### **Q1. What is anomaly detection and what is its purpose?**
#####[Ans]
- **Anomaly Detection**: The process of identifying unusual patterns or data points that differ significantly from the majority of the data.
- **Purpose**:
  - Detect fraudulent activities in financial transactions.
  - Identify faults in industrial systems.
  - Discover unusual behaviors in cybersecurity.

---

### **Q2. What are the key challenges in anomaly detection?**
#####[Ans]
1. **Imbalanced Data**: Anomalies are rare compared to normal data.
2. **Dynamic Data**: Data distributions may change over time.
3. **High Dimensionality**: Complex datasets with many features make detecting anomalies harder.
4. **Lack of Labeled Data**: Often, there is no labeled dataset for anomalies.
5. **Defining Anomalies**: The definition of anomalies can vary depending on the context.

---

### **Q3. How does unsupervised anomaly detection differ from supervised anomaly detection?**
#####[Ans]
- **Unsupervised Anomaly Detection**:
  - No labeled data required.
  - Identifies patterns that deviate significantly from the majority.
  - Example: Isolation Forest.

- **Supervised Anomaly Detection**:
  - Requires labeled data (normal vs. anomalous).
  - Learns a model based on training data.
  - Example: Classification models.

---

### **Q4. What are the main categories of anomaly detection algorithms?**
#####[Ans]
1. **Statistical Methods**:
   - Based on probabilistic models.
   - Example: Z-score, Gaussian Mixture Models.
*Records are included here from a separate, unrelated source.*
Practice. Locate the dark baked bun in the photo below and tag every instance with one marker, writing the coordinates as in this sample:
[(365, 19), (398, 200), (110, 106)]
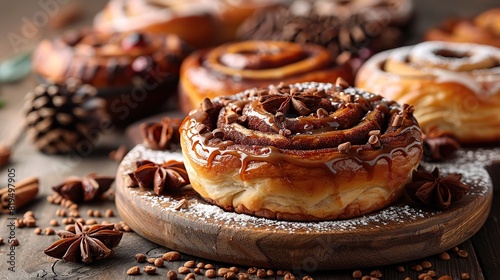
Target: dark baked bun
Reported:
[(134, 72), (234, 67), (192, 20)]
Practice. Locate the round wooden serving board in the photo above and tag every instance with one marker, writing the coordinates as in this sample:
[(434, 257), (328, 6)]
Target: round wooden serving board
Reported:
[(399, 233)]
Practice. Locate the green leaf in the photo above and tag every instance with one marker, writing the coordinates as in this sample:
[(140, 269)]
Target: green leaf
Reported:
[(15, 68)]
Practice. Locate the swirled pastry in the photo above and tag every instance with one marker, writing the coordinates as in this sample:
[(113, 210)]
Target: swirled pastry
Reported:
[(192, 20), (301, 152), (455, 87), (201, 23), (483, 29), (234, 67), (105, 60), (354, 28)]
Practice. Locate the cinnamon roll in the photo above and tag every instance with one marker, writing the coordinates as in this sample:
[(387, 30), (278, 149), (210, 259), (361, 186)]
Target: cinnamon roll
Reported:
[(355, 28), (483, 29), (132, 71), (234, 67), (455, 87), (201, 23), (302, 152)]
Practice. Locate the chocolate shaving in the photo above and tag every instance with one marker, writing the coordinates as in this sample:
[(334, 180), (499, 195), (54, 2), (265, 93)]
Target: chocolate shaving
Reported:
[(398, 121), (207, 105), (341, 84), (439, 145), (161, 135), (374, 141), (432, 189), (344, 148)]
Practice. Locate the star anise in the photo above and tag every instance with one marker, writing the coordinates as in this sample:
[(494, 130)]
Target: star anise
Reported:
[(160, 135), (439, 145), (431, 189), (87, 188), (168, 176), (290, 103), (85, 245)]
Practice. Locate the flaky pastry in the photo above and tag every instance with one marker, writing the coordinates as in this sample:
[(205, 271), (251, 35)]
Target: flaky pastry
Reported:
[(301, 152)]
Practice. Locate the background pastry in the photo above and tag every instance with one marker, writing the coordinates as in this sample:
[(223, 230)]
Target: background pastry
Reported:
[(234, 67), (483, 29), (301, 152), (134, 72), (455, 87), (191, 20), (201, 23)]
2. **Distance-Based Methods**:
   - Measure distance between points to identify outliers.
   - Example: K-Nearest Neighbors (KNN).

3. **Density-Based Methods**:
   - Identify regions of low data density as anomalies.
   - Example: Local Outlier Factor (LOF).

4. **Machine Learning-Based Methods**:
   - Supervised and unsupervised algorithms.
   - Example: Isolation Forest, Autoencoders.

---

### **Q5. What are the main assumptions made by distance-based anomaly detection methods?**
#####[Ans]
1. Normal data points are closer to each other.
2. Anomalous data points are farther from the majority of the data.
3. Distance metrics (e.g., Euclidean distance) are effective in capturing data relationships.

---

### **Q6. How does the LOF algorithm compute anomaly scores?**
#####[Ans]
- **Local Outlier Factor (LOF)**:
  1. Computes the **local density** of each data point based on its neighbors.
  2. Compares the density of a point to the densities of its neighbors.
  3. **Anomaly Score**:
     - High LOF score indicates that the point is in a low-density region compared to its neighbors, suggesting it is an anomaly.

---

### **Q7. What are the key parameters of the Isolation Forest algorithm?**
#####[Ans]
1. **Number of Trees (`n_estimators`)**:
   - Determines the number of trees in the forest.
   - More trees improve the model's accuracy but increase computational cost.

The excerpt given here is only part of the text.